Amidst the chaos, some aid groups have managed to reach Derna, but the self-proclaimed government in the region has called for an international response, acknowledging their limited capacity to handle the immense scale of the disaster.
While the world watches in disbelief, the magnitude of the floods and the loss of life in Libya represents a stark reminder of the severity of natural disasters and the perpetual struggle to mitigate their effects. As authorities and aid organisations scramble to respond, the immediate priority is to rescue survivors, provide medical attention, and distribute emergency supplies to those affected.

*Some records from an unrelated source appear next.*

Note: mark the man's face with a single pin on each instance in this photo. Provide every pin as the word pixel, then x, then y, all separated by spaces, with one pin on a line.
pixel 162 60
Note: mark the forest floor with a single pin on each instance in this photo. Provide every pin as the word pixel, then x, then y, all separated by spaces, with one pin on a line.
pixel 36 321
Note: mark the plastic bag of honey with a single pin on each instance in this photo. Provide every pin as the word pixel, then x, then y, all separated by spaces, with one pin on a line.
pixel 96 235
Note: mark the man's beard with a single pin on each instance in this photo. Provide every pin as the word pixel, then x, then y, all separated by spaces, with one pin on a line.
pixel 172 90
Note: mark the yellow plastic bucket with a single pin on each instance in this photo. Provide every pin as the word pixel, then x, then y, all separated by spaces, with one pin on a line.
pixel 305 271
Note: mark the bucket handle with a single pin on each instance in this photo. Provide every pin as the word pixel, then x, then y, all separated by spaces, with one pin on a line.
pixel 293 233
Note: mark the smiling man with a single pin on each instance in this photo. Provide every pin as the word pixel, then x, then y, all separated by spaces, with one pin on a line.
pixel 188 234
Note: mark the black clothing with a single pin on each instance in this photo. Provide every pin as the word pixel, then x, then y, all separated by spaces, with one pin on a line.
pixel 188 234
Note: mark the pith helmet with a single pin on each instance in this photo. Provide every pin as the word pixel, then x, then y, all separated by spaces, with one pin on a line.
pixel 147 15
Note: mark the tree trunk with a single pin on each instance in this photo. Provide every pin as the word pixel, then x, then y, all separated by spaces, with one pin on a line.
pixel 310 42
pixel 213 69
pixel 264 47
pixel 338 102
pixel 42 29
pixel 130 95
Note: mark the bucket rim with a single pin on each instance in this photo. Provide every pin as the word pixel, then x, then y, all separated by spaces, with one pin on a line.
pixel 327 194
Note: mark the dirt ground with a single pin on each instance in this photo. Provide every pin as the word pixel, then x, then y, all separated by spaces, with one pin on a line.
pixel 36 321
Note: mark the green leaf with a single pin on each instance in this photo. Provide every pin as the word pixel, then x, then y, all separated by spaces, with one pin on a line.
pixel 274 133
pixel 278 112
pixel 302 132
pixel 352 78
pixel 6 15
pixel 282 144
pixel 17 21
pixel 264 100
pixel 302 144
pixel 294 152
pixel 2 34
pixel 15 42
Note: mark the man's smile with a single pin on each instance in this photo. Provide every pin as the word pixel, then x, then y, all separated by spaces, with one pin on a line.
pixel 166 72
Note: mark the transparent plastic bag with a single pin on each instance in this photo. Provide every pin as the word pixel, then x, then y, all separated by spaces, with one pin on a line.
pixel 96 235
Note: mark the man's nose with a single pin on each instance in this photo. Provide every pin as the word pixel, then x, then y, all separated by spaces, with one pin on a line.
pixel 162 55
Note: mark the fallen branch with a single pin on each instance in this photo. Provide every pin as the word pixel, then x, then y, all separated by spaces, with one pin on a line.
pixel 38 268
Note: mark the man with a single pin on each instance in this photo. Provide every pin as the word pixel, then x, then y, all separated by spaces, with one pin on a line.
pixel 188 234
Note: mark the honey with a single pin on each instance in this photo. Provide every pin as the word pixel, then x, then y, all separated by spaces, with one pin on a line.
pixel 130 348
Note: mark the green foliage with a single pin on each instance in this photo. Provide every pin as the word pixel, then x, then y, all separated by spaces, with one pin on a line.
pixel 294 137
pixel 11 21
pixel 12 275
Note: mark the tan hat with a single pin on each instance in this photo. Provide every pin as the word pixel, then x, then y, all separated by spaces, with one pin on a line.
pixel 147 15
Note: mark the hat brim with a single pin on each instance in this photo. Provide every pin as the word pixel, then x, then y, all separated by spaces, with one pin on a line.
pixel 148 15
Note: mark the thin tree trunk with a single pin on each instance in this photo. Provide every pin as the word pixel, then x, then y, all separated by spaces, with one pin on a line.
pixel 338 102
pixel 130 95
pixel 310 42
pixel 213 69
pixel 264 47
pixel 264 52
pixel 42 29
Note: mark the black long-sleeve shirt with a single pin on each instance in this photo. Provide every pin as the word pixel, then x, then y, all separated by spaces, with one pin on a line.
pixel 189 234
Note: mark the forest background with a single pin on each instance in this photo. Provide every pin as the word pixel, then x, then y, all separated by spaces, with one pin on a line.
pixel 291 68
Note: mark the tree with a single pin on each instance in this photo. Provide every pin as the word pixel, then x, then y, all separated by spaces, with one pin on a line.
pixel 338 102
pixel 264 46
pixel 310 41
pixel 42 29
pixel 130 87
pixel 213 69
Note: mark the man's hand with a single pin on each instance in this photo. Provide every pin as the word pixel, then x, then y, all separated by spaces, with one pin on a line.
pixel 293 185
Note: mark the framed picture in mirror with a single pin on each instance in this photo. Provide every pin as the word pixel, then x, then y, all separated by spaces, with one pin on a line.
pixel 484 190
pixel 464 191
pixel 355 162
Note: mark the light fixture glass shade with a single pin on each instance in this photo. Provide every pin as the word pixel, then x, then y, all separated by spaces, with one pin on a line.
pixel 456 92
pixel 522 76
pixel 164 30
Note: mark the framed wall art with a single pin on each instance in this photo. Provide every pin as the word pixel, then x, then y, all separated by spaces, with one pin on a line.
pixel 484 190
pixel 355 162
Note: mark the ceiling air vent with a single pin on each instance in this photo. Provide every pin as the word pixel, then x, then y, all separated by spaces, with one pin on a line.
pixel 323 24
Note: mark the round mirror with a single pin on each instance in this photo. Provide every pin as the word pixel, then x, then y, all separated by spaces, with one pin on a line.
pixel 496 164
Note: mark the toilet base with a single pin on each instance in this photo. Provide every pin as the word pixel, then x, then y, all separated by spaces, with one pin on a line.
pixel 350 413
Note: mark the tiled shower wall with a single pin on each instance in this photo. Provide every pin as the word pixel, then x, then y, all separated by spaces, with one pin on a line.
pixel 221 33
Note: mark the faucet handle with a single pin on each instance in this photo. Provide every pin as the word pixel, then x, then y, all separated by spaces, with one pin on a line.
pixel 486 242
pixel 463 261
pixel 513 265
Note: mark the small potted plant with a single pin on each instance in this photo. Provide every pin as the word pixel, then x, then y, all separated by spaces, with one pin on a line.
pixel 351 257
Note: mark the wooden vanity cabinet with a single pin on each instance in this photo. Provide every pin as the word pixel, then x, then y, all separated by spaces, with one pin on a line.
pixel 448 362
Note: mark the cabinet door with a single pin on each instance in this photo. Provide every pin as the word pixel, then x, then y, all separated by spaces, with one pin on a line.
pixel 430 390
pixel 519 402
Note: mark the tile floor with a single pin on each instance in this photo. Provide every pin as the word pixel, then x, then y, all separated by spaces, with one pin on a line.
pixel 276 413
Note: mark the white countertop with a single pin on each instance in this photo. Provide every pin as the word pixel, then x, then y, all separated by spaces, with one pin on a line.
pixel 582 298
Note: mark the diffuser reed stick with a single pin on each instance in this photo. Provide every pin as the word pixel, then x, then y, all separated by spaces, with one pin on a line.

The long-term implications of this devastating event cannot be underestimated. Beyond the immediate humanitarian crisis, Libya will face monumental challenges in rebuilding homes, infrastructure, and livelihoods. The emotional scars and trauma inflicted upon the survivors will also require significant attention and support.
On Wednesday evening, King Charles conveyed his condolences to the Chairman of the Libyan Presidential Council, Mohamed al-Menfi. In his message, the King expressed his deep sadness at the loss of life and destruction caused by Storm Daniel and the subsequent floods.
He extended his sympathies to all those who have lost loved ones and offered his prayers to those whose lives and livelihoods have been affected by the floods. The King commended the bravery of those involved in the rescue efforts and assured the Libyan authorities of his government’s readiness to provide support.
According to Mr Kikhia, a significant number of foreign migrants are likely to have lost their lives in the floods. The collapse of the dams in Derna, which was caused by years of conflict and the failure of officials to maintain them, has exacerbated the situation.
Experts have warned that the lack of security and monitoring of safety measures could lead to further catastrophes in the water and energy sectors. The recent floods have only added to the existing humanitarian crisis in Libya, with over 1.5 million people already in need of assistance.
Jean-Michel Grand, the executive director of Action Against Hunger UK, has called for increased humanitarian aid to address the growing needs of the country.